At UNewHaven, Baggili also hosted GenCyber, a National Science Foundation and National Security Agency funded program, for several summers. The program aims to introduce a diverse student population to cybersecurity concepts by engaging them in hands-on activities and experiences.

In August, 2022, Baggili joined Louisiana State University as a full professor with a joint appointment between the college of engineering and the Center for Computation and Technology.

== Most-cited peer reviewed publications ==
- Al Mutawa N, Baggili I, Marrington A. Forensic analysis of social networking applications on mobile devices. Digital investigation. 2012 Aug 1;9:S24-33. (Cited 289 times, according to Google Scholar )
- Ruan K, Carthy J, Kechadi T, Baggili I. Cloud forensics definitions and critical criteria for cloud forensic capability: An overview of survey results. Digital Investigation. 2013 Jun 1;10(1):34-43. (Cited 237 times, according to Google Scholar. )

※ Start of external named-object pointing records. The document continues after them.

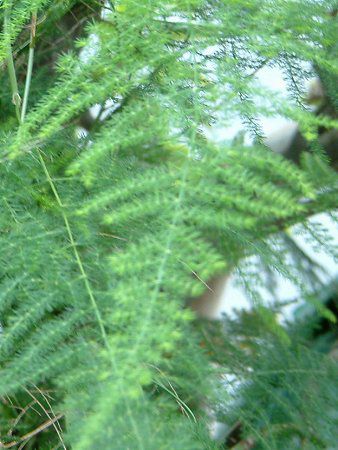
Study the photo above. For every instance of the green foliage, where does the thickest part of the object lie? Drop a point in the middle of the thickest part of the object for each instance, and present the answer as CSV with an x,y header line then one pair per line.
x,y
105,237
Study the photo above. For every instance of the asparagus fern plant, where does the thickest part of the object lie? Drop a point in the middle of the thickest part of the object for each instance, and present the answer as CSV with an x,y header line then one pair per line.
x,y
111,223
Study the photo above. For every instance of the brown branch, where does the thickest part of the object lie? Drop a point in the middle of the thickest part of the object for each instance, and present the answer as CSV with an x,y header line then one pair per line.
x,y
32,433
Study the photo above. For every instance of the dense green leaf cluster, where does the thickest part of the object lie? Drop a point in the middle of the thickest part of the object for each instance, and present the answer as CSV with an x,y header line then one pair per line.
x,y
106,234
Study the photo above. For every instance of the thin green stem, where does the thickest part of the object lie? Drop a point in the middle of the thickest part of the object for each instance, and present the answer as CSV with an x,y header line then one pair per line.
x,y
11,69
29,67
28,82
56,194
76,253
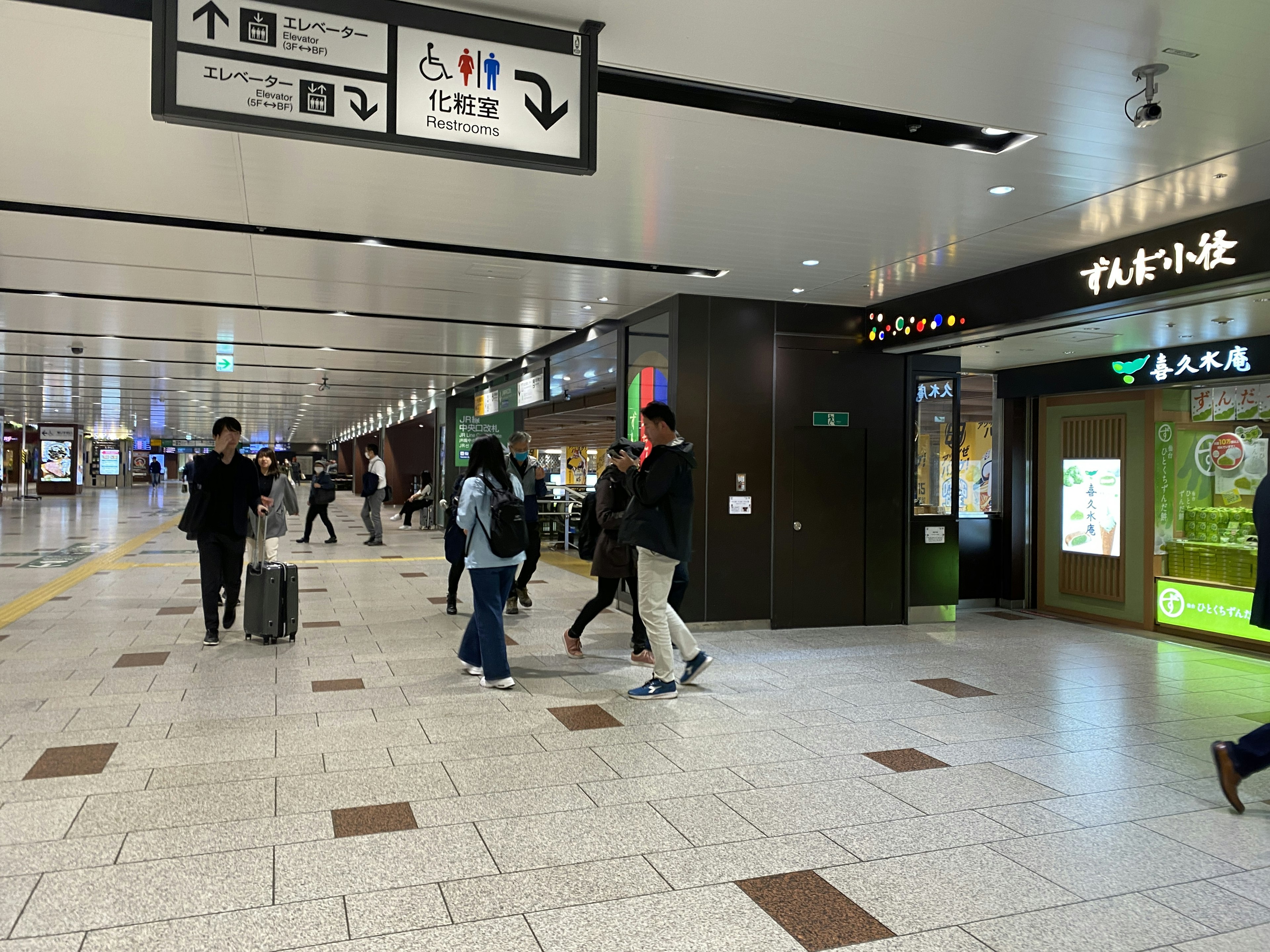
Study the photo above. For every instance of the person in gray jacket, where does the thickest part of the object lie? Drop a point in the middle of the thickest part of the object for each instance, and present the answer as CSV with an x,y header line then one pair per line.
x,y
529,473
275,487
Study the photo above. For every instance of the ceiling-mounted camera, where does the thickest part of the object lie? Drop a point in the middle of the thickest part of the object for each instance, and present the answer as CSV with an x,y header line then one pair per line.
x,y
1150,112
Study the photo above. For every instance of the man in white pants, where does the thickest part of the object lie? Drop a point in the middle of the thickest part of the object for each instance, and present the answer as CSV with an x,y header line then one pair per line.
x,y
658,522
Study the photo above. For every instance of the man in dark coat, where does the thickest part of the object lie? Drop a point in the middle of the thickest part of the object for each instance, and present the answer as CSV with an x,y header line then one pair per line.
x,y
1250,753
613,560
658,524
233,496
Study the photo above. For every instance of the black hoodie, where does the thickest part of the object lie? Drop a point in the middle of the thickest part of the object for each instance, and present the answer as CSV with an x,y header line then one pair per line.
x,y
659,516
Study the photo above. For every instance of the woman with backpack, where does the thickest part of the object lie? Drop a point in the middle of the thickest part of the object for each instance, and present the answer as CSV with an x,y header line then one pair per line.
x,y
492,515
613,562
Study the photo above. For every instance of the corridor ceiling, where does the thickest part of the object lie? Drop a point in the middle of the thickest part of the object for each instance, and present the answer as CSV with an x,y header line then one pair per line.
x,y
388,327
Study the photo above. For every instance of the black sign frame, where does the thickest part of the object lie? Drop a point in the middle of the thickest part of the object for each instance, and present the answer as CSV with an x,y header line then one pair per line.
x,y
163,82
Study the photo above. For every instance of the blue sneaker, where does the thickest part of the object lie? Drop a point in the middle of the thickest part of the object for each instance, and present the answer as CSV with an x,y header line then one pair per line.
x,y
691,669
655,689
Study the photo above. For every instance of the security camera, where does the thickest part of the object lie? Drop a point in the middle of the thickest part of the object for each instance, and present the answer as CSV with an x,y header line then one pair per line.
x,y
1150,112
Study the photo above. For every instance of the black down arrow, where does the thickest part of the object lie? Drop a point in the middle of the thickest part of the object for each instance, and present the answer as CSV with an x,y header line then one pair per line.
x,y
547,119
360,108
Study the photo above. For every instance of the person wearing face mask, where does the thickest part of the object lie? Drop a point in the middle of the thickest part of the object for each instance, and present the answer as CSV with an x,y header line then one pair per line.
x,y
373,494
534,482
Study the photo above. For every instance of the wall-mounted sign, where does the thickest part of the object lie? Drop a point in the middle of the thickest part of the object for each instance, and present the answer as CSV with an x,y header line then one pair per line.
x,y
381,74
1212,252
1091,507
1211,609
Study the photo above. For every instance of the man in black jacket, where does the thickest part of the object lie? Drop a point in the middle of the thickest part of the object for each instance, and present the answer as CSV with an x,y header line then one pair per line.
x,y
658,522
229,479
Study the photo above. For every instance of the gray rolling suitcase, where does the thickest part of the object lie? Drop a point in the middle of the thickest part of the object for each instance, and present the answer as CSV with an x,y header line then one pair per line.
x,y
271,605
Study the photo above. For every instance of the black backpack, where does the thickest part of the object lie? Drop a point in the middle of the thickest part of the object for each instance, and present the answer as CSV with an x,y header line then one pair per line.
x,y
588,529
507,534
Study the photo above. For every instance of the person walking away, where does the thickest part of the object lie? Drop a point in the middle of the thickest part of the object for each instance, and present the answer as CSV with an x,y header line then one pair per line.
x,y
613,560
456,544
276,487
233,500
658,524
484,645
418,500
534,485
374,482
1240,760
322,493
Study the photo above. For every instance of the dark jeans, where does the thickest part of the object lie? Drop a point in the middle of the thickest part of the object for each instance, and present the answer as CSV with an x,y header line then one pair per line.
x,y
484,643
679,587
532,553
316,512
1251,752
220,564
409,508
605,596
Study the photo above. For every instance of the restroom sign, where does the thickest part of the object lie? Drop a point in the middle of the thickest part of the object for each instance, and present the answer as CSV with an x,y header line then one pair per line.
x,y
383,74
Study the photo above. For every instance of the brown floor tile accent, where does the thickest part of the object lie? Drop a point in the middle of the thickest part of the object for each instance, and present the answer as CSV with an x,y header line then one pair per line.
x,y
362,820
585,718
338,685
955,689
906,760
813,912
71,762
143,659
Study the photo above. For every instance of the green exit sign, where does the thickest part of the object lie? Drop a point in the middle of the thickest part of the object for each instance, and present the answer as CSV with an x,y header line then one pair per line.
x,y
831,419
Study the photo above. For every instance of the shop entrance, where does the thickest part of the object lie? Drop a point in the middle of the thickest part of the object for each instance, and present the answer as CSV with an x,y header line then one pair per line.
x,y
828,531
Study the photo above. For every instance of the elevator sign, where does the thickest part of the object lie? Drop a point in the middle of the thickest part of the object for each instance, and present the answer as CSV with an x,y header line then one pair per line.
x,y
381,74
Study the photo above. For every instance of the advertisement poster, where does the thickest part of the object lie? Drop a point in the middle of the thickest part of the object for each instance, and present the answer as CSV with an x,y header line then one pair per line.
x,y
55,461
469,427
1091,507
576,466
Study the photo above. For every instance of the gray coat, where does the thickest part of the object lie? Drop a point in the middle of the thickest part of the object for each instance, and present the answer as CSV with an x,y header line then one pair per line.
x,y
284,497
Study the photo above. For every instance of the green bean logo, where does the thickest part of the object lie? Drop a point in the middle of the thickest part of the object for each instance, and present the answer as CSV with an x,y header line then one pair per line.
x,y
1132,367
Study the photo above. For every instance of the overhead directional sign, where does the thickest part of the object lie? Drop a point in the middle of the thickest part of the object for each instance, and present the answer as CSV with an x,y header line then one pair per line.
x,y
383,74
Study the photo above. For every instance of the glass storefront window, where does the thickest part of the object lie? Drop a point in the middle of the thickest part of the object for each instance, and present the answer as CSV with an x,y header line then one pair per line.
x,y
934,491
978,450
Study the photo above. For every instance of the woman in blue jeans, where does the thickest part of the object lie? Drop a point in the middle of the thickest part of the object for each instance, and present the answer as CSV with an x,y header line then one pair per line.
x,y
484,647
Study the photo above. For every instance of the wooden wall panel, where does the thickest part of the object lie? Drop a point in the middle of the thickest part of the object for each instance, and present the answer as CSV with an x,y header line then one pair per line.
x,y
1079,573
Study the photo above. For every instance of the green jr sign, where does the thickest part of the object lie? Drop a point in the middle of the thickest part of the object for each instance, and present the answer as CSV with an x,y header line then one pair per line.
x,y
1220,611
831,419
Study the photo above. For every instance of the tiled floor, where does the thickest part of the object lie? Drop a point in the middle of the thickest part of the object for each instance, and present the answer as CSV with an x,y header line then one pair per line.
x,y
997,784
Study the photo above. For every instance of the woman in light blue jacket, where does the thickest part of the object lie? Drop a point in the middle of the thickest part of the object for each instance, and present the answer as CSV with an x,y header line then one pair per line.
x,y
484,647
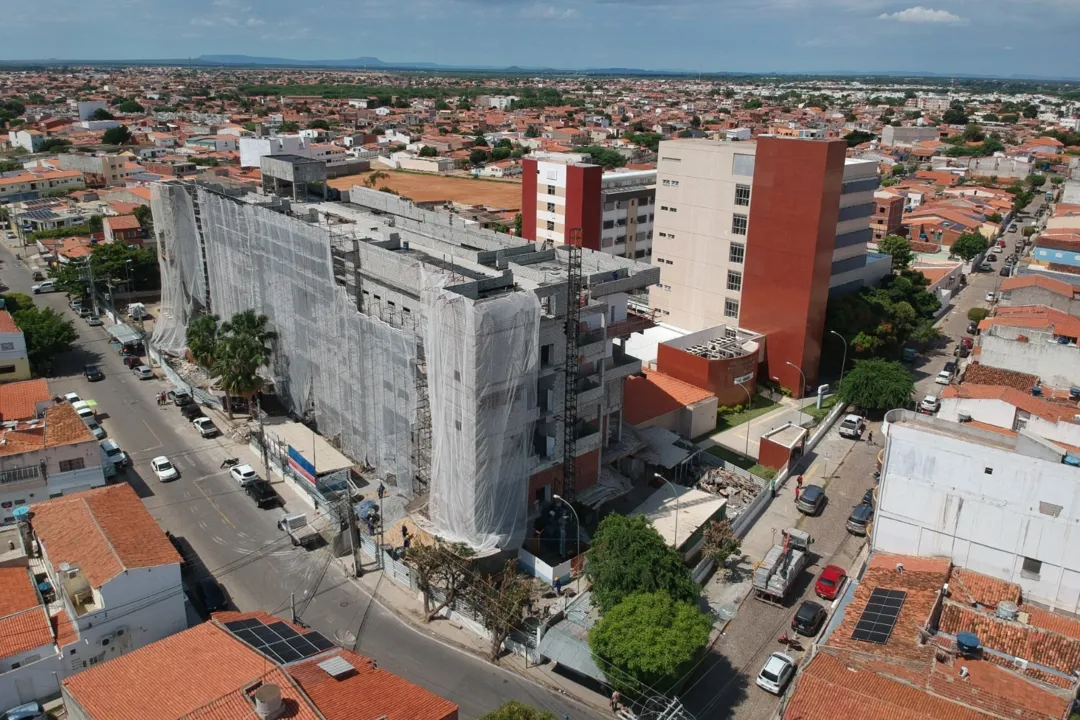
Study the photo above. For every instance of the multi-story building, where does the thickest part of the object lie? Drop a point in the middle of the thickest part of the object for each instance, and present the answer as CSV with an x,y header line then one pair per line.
x,y
613,211
431,349
46,457
760,234
90,578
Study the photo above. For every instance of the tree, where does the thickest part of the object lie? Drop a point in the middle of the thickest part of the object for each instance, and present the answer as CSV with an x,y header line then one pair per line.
x,y
877,384
630,556
969,246
441,566
720,541
118,135
899,248
202,339
500,599
649,641
515,710
46,333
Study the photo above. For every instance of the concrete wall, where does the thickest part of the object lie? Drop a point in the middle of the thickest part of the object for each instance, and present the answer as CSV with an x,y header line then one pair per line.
x,y
986,506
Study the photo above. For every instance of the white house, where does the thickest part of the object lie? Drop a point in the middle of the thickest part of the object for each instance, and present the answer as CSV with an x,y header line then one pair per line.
x,y
102,581
1002,503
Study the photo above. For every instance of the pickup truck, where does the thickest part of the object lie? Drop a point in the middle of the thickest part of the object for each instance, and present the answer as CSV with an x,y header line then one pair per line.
x,y
297,527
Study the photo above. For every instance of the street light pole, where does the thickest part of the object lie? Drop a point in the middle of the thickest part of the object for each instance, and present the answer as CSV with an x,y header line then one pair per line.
x,y
804,389
577,527
845,365
674,494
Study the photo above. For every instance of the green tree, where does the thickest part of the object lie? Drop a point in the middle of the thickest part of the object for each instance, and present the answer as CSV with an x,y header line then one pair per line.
x,y
202,339
118,135
630,556
516,710
899,248
969,246
46,333
877,384
649,641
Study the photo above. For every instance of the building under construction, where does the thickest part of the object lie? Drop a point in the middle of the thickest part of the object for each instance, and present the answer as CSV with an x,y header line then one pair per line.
x,y
471,366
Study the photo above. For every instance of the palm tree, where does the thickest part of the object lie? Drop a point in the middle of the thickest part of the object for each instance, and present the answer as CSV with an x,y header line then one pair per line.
x,y
202,339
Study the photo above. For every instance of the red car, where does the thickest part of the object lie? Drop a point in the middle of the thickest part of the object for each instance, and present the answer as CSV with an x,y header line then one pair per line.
x,y
831,582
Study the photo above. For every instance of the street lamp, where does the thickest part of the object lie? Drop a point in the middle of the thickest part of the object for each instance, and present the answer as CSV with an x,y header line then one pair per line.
x,y
577,525
804,389
844,366
674,494
748,403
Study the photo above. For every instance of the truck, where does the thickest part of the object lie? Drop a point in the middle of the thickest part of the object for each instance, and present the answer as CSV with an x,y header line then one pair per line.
x,y
298,528
775,573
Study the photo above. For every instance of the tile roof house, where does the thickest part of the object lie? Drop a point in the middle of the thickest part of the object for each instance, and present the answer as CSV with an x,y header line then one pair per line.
x,y
165,680
918,671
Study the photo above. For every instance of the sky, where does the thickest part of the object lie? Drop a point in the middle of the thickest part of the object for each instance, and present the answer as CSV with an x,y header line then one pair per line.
x,y
1002,38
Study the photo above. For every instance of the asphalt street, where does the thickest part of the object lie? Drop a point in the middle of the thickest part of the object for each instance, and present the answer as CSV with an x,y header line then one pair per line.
x,y
223,532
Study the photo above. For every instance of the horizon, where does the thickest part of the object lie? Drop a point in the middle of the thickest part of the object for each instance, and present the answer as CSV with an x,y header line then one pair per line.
x,y
746,37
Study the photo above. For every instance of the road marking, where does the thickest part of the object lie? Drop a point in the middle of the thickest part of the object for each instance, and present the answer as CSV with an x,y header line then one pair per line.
x,y
214,505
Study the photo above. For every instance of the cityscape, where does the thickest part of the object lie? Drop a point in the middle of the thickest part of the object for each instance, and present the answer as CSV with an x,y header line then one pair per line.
x,y
489,386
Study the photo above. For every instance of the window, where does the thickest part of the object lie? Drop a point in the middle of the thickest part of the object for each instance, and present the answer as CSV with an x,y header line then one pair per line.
x,y
737,253
742,194
739,225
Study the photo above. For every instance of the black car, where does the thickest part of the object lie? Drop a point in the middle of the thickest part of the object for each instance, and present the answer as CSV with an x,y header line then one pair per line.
x,y
809,619
213,595
810,500
262,493
191,411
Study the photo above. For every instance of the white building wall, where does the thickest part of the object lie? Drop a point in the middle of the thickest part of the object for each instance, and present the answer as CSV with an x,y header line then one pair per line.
x,y
985,506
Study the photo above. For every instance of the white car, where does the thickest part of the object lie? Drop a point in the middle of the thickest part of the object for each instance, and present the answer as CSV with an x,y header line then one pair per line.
x,y
163,469
777,674
243,474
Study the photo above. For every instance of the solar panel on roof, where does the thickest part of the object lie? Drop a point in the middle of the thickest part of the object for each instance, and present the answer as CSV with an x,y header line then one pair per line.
x,y
879,616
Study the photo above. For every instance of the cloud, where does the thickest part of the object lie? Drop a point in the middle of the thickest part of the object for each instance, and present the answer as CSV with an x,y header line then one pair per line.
x,y
544,12
920,14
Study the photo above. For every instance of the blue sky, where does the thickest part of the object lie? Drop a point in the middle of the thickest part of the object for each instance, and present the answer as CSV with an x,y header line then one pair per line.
x,y
993,37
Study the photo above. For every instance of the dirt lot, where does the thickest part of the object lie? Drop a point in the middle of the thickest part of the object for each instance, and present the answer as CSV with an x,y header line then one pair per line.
x,y
420,188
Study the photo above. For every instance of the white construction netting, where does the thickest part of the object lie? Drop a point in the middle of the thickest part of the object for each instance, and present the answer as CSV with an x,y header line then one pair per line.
x,y
483,363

- Walnycky D, Baggili I, Marrington A, Moore J, Breitinger F. Network and device forensic analysis of android social-messaging applications. Digital Investigation. 2015 Aug 1;14:S77-84. (Cited 181 times, according to Google Scholar.)
- Karpisek F, Baggili I, Breitinger F. WhatsApp network forensics: Decrypting and understanding the WhatsApp call signaling messages. Digital Investigation. 2015 Dec 1;15:110-8. (Cited 134 times, according to Google Scholar.)